Побуксовав в грязи, телевидение уезжает.
Часть пикетных уходит: погреться дома, потупить в телевизор. Натали быстро отпивает из фляжки. Протягивает Геворкяну. «При исполнении», — шутит Геворкян. И Плюша эта тоже носом мотает. А где ее сталкер? Слинял ее сталкер.
Ой, ну как хотите, хоспода товарышчи… «Видит бог, не пьем, а лечимся!» Ух! Хорошо, паны-коханы!
Подходит отец Гржегор, прощается с Геворкяном.
— Я им сказал, чтобы все было тихо и легально, — поглядывает на «Речку».
— Не волнуйтесь, — неуверенно говорит Геворкян.
— Столько кругом ненависти…
— Это не ненависть, — вставляет захмелевшая Натали, — это мы так живем!
Ей хочется обнять ксендза, но вовремя загорается лампочка, что монах. Поэтому в объятья к Натали попадает Геворкян.
— Ну зачем… — сопит Геворкян, пока она его жиры мнет.
— В благодарность… за Фадюшу. — Натали выпускает Геворкяна и обнимает следующую на очереди Плюшу. Вот уж кого приятно: будто булочку обнимаешь. И носик у нее милый такой, дай еще обниму.
— Приходи ко мне еще в гости, — обдает Натали ее своим шепотом. — Киношку посмотрим, про высокое… Только этого своего не бери: от него рыбой несет.

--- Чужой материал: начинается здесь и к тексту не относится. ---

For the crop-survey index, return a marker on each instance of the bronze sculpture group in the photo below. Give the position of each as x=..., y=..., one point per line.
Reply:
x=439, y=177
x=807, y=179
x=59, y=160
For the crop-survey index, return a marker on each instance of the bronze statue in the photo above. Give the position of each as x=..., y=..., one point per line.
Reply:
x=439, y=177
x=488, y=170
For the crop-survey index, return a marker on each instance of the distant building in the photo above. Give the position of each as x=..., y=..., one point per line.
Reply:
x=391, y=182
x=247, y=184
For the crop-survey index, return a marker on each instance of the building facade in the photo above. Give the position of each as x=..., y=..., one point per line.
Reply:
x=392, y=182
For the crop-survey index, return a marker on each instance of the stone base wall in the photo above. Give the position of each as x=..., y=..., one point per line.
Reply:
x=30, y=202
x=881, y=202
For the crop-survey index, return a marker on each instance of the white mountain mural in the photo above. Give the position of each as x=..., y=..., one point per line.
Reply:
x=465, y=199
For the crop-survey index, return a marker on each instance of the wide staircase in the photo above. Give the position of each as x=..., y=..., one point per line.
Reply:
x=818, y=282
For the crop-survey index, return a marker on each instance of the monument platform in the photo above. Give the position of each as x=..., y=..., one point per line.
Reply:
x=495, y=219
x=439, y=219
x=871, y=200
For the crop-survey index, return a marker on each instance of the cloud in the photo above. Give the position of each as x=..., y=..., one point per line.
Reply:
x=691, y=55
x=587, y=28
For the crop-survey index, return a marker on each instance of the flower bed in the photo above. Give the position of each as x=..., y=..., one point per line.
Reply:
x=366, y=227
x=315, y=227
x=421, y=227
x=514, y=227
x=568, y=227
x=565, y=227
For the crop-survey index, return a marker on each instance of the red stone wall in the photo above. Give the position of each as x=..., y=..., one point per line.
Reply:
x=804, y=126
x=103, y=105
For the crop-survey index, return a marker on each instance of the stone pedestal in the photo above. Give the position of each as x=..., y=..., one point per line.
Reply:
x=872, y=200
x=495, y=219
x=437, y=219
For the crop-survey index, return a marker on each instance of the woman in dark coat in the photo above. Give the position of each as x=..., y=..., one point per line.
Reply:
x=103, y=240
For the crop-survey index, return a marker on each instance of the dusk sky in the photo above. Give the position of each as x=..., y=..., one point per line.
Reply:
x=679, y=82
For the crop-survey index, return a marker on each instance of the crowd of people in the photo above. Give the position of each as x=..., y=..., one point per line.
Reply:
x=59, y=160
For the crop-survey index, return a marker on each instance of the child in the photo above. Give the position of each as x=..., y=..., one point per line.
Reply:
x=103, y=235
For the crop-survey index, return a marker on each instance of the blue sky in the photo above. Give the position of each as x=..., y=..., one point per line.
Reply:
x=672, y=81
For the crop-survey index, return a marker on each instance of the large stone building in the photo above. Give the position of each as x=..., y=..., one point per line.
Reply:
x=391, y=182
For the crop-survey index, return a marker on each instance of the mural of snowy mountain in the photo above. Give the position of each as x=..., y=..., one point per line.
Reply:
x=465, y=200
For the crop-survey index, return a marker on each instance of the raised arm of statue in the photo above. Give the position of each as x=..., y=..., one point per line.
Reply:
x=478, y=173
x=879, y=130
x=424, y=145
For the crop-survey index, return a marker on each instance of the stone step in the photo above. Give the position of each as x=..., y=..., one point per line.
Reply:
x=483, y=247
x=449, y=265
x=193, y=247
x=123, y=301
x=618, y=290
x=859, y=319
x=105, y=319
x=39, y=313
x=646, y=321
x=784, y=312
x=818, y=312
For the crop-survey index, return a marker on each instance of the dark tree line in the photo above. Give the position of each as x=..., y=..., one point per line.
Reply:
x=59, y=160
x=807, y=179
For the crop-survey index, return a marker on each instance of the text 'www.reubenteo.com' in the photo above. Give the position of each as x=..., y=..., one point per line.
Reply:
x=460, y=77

Плюша хочет что-то сказать, но ничего не говорит.
И не надо, кыса моя, и не говори. И так все с ними, мужиканами, понятно.
Остаются две группы: из «Речки» и церковники. Стоят, перебрасываются репликами — молодежь в основном.
— Мы сюда не ссориться пришли, — умиряет своих отец Григорий и протирает очки.
Остальные, из тех, кто посередке, к одной группе приобщатся или к другой. И там, и там — портреты иеромонаха Фомы.
— Фо-ма! Фо-ма!
— То-маш! То-маш!
Солнце лезет за тучу, гаснут лужи, окна и толстые линзы очков дьяконских.
Не осталось почти никого посередке.
Плюша топчется, не знает, к кому присоединиться.
— Уводите своих, — хрипло просит Геворкян дьякона.
— А вы что своих не уводите?
— Да тут из Речи уже и не осталось, какие-то типы посторонние…
— У нас тоже половина непонятно кто. Спрашиваю: вы кто? Молчат. Или говорят: патриоты…
— Вот только патриотов нам тут и не хватало, — Геворкян закашливается. Оборачивается к Плюше. — А вы что тут? Идите домой, говорю!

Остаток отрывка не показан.